26. Februar 2022 | Erlanger Psychotherapietagung: Frauen in der Psychotherapie

Erstellt von Universitätsklinikum Erlangen | |   Veranstaltungen

Samstag, 26. Februar 2022, 9.15 – 14.30 Uhr
Online-Veranstaltung

Sehr geehrte Frau Kollegin,
sehr geehrter Herr Kollege,

unsere Tagung muss leider auch im Jahr 2022 online stattfinden. Umso intensiver möchten wir das neue Medium der digitalen Konferenz mit Ihnen gemeinsam nutzen und freuen uns auf eine spannende Tagung!

Geschlecht und Geschlechtsidentität wurden in den letzten Jahren in der Öffentlichkeit so intensiv wie noch nie wahrgenommen und mit vielfältigen Folgen debattiert. Ungleichheits- und Diskriminierungsprozesse sind keineswegs nur außerhalb des Behandlungsraums verortet. Mädchen und Frauen stehen vor vielfältigen biografischen Belastungen und Folgeerscheinungen. Das Verständnis für die Zugehörigkeit von divers identifizierten Personen steht noch in den Anfängen. Die Geschlechtszugehörigkeit stellt einen der wichtigsten Kernstücke der Persönlichkeit dar, doch sind geschlechterbezogene Aspekte in der modernen Psychotherapie nicht ausreichend untersucht. Aus diesem Grund haben wir renommierte Referentinnen für diesen Themenkomplex gewonnen:

Doris Feldmann und Silvia Gerlsbeck zeigen in ihrem Vortrag, dass sich die Wahrnehmung von Geschlecht im Sinne körperlicher Merkmale (sex) sowie im Sinne sozialer Rollen (gender) historisch immer wieder verändert. Dabei sind geschlechtliche Zuordnungen stets in Machtverhältnisse eingebunden, in welchen weitere kulturelle Unterscheidungen, wie soziale Schicht und ethnische Herkunft, wirksam werden. Die Referentinnen führen uns anhand von Beispie- len aus der englischen Kultur und Literatur in die Thematik ein.

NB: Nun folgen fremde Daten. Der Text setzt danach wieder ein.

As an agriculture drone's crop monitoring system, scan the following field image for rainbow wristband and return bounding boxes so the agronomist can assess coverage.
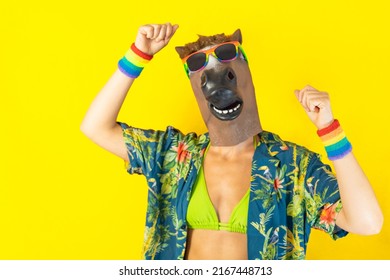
[317,120,352,160]
[118,43,153,78]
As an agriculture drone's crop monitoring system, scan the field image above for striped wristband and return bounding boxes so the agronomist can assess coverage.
[317,120,352,160]
[118,43,153,78]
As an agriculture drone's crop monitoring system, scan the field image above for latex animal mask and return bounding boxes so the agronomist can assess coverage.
[176,29,262,146]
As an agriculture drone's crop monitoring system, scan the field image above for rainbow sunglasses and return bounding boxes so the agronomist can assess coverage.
[182,41,248,77]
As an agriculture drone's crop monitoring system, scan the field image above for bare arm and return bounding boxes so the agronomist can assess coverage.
[295,86,383,235]
[81,23,178,160]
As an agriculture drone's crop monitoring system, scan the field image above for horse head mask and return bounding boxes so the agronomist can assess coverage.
[176,29,261,146]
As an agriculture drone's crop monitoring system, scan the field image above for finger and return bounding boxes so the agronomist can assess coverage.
[306,92,329,112]
[156,24,167,42]
[164,23,173,40]
[165,24,179,41]
[139,25,154,39]
[294,89,300,101]
[302,85,317,91]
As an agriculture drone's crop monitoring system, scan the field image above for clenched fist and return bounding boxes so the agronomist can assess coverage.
[294,85,334,129]
[135,23,179,55]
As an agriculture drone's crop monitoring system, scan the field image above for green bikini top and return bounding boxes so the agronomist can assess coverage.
[187,141,256,233]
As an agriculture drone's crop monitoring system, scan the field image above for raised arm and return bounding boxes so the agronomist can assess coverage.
[295,85,383,235]
[81,23,178,160]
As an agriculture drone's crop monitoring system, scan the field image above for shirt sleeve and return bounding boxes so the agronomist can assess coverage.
[118,122,176,175]
[305,153,348,240]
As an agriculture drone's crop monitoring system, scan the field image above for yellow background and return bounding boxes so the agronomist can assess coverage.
[0,0,390,259]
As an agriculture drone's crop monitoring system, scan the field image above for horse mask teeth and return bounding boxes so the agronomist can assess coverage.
[176,29,262,146]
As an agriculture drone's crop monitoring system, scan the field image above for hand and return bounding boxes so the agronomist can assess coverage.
[294,85,334,129]
[135,23,179,55]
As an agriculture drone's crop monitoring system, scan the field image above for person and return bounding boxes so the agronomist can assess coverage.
[81,23,383,260]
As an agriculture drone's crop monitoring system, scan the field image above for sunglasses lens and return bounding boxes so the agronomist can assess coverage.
[214,44,237,61]
[187,53,206,72]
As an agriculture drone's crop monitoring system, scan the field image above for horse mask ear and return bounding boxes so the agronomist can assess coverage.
[231,29,242,44]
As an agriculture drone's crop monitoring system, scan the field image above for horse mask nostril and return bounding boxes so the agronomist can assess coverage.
[200,72,207,87]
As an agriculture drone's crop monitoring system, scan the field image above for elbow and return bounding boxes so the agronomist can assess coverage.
[80,122,94,139]
[370,214,384,235]
[360,213,384,235]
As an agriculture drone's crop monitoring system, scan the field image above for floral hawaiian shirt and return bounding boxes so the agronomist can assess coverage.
[119,123,347,260]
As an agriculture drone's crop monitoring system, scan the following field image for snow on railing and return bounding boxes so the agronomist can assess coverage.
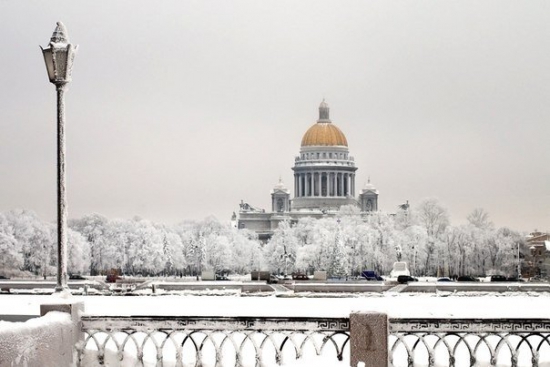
[78,316,349,366]
[78,313,550,367]
[389,319,550,367]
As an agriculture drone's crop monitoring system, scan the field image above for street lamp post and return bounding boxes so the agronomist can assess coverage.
[40,22,78,293]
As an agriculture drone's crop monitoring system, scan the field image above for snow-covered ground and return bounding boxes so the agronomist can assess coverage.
[0,291,550,367]
[0,291,550,318]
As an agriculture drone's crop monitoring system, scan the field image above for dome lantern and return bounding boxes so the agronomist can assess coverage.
[317,98,330,122]
[302,99,348,147]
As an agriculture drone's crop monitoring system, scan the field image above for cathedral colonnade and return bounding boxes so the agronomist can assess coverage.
[294,171,355,197]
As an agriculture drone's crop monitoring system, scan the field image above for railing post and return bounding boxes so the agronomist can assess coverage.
[350,312,389,367]
[40,302,84,366]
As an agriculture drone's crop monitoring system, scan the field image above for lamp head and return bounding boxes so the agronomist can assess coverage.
[40,22,78,85]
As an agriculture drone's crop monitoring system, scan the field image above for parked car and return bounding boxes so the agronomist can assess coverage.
[69,274,86,280]
[292,273,309,280]
[506,277,525,282]
[361,270,384,280]
[491,275,508,282]
[105,274,122,283]
[456,275,479,282]
[397,275,418,284]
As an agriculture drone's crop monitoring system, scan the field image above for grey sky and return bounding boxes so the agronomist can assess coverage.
[0,0,550,231]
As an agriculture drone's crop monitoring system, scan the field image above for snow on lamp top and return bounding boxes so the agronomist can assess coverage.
[40,22,78,86]
[50,22,69,43]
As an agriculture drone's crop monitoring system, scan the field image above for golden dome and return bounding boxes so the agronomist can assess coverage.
[302,99,348,147]
[302,122,348,147]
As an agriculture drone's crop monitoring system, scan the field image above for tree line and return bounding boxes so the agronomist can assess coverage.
[0,199,524,277]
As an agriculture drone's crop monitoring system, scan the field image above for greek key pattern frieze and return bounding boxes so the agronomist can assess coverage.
[389,319,550,367]
[77,316,349,367]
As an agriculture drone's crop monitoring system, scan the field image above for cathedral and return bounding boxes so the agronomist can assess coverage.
[232,100,378,241]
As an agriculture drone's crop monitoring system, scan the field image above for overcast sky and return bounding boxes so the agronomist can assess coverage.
[0,0,550,231]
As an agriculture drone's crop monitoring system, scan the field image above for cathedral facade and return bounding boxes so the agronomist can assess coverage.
[237,100,378,241]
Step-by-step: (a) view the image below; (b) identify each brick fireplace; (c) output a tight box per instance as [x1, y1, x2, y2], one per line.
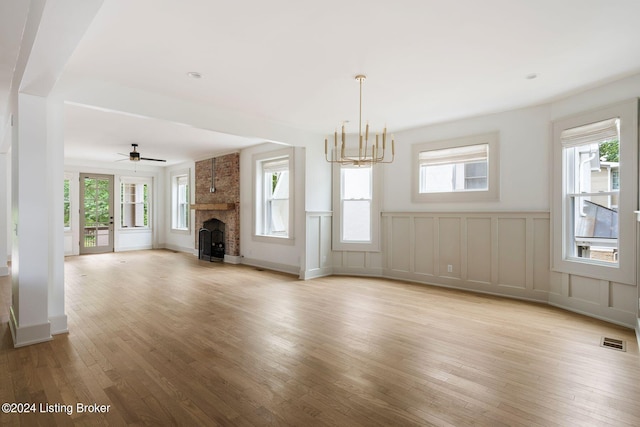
[191, 153, 240, 256]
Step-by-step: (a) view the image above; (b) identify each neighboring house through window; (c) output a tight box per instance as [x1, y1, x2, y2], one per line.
[413, 133, 500, 202]
[552, 100, 638, 283]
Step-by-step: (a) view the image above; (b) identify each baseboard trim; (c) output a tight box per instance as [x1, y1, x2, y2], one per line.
[240, 255, 301, 277]
[300, 267, 333, 280]
[113, 245, 153, 252]
[49, 314, 69, 335]
[9, 307, 53, 348]
[160, 244, 198, 255]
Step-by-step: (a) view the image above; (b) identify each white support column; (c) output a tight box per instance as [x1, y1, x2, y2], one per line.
[0, 153, 11, 276]
[46, 97, 69, 334]
[9, 94, 52, 347]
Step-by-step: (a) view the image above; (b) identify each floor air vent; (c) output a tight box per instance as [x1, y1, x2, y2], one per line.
[600, 337, 627, 351]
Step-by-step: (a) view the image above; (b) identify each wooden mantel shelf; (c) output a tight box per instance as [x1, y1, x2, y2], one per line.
[189, 203, 236, 211]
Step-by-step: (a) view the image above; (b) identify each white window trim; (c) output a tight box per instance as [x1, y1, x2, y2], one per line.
[114, 176, 153, 233]
[170, 168, 193, 234]
[411, 132, 500, 203]
[331, 163, 384, 252]
[251, 147, 296, 245]
[551, 99, 638, 285]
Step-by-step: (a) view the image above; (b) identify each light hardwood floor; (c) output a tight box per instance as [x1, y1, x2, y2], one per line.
[0, 251, 640, 426]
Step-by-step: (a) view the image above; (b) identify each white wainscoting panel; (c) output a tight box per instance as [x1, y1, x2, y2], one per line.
[382, 212, 549, 301]
[300, 212, 333, 279]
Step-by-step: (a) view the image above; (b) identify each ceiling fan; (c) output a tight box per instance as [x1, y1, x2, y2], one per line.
[118, 143, 166, 162]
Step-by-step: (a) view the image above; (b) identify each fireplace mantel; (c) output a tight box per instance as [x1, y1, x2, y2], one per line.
[189, 203, 236, 211]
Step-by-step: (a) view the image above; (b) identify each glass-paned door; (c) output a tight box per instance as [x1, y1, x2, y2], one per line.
[80, 173, 113, 254]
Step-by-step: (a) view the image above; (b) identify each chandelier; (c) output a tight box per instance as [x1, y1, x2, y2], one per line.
[324, 74, 395, 166]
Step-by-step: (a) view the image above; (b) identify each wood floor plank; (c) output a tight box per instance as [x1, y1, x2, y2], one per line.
[0, 250, 640, 427]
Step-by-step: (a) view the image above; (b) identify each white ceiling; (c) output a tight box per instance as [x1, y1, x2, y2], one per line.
[0, 0, 640, 164]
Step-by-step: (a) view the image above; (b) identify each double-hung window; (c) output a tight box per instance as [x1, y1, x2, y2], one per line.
[172, 173, 190, 230]
[552, 100, 638, 283]
[253, 149, 294, 242]
[413, 133, 500, 202]
[332, 165, 380, 251]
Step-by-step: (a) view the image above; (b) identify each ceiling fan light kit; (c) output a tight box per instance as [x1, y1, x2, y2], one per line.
[122, 143, 166, 162]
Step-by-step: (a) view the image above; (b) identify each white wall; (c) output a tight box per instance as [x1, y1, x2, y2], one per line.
[382, 106, 550, 212]
[322, 75, 640, 330]
[240, 143, 306, 274]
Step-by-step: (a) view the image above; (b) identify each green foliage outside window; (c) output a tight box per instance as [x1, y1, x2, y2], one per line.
[600, 139, 620, 162]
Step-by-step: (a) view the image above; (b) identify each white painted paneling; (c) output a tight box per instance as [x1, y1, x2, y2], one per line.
[609, 282, 638, 312]
[498, 218, 527, 288]
[413, 217, 435, 276]
[436, 217, 462, 279]
[389, 216, 410, 272]
[568, 275, 600, 303]
[466, 218, 493, 284]
[383, 212, 549, 301]
[306, 215, 321, 270]
[533, 218, 551, 292]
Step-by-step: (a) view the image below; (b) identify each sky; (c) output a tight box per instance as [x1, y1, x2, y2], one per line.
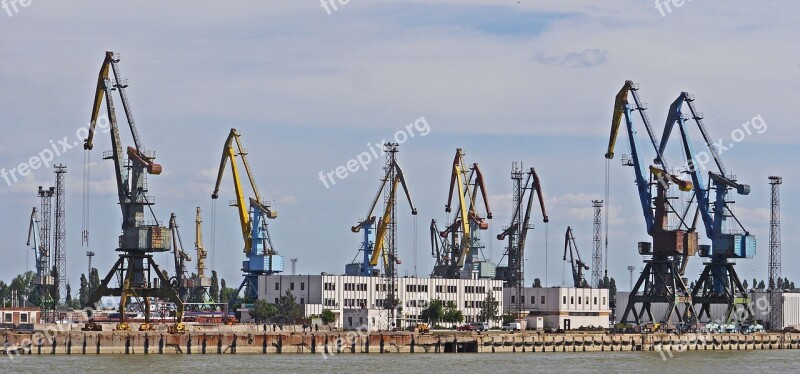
[0, 0, 800, 290]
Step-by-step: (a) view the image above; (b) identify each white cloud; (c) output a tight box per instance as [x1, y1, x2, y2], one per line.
[533, 49, 608, 68]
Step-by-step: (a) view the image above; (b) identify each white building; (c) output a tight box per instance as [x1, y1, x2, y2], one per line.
[750, 292, 800, 330]
[256, 274, 504, 330]
[503, 287, 611, 330]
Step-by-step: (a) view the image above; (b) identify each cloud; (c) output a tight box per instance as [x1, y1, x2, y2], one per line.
[533, 49, 608, 69]
[276, 195, 297, 205]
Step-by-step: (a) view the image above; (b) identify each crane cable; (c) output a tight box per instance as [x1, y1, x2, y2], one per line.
[211, 199, 217, 269]
[603, 159, 611, 276]
[542, 222, 550, 287]
[81, 149, 91, 248]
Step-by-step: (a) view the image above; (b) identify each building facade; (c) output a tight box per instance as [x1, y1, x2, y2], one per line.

Silke Brigitta Gahleitner diskutiert anhand einer qualitativen Studie die Bewältigungsprozesse von Frauen und Männern und verdeutlicht die Bedeutung von soziokulturellen Machtverhältnissen als wichtiger Mediator für den Bewältigungs- und Behandlungsverlauf insbesondere komplexer Traumata.

Anette Kersting gibt in ihrem Vortrag einen Überblick in die Thematik in der Psychosomatik und Psychotherapie. Geschlecht hat neben den Lebensbedingungen auch Auswirkungen auf die Gesundheit und das Gesundheitsverhalten sowie auf die psychotherapeutische Behandlung selbst.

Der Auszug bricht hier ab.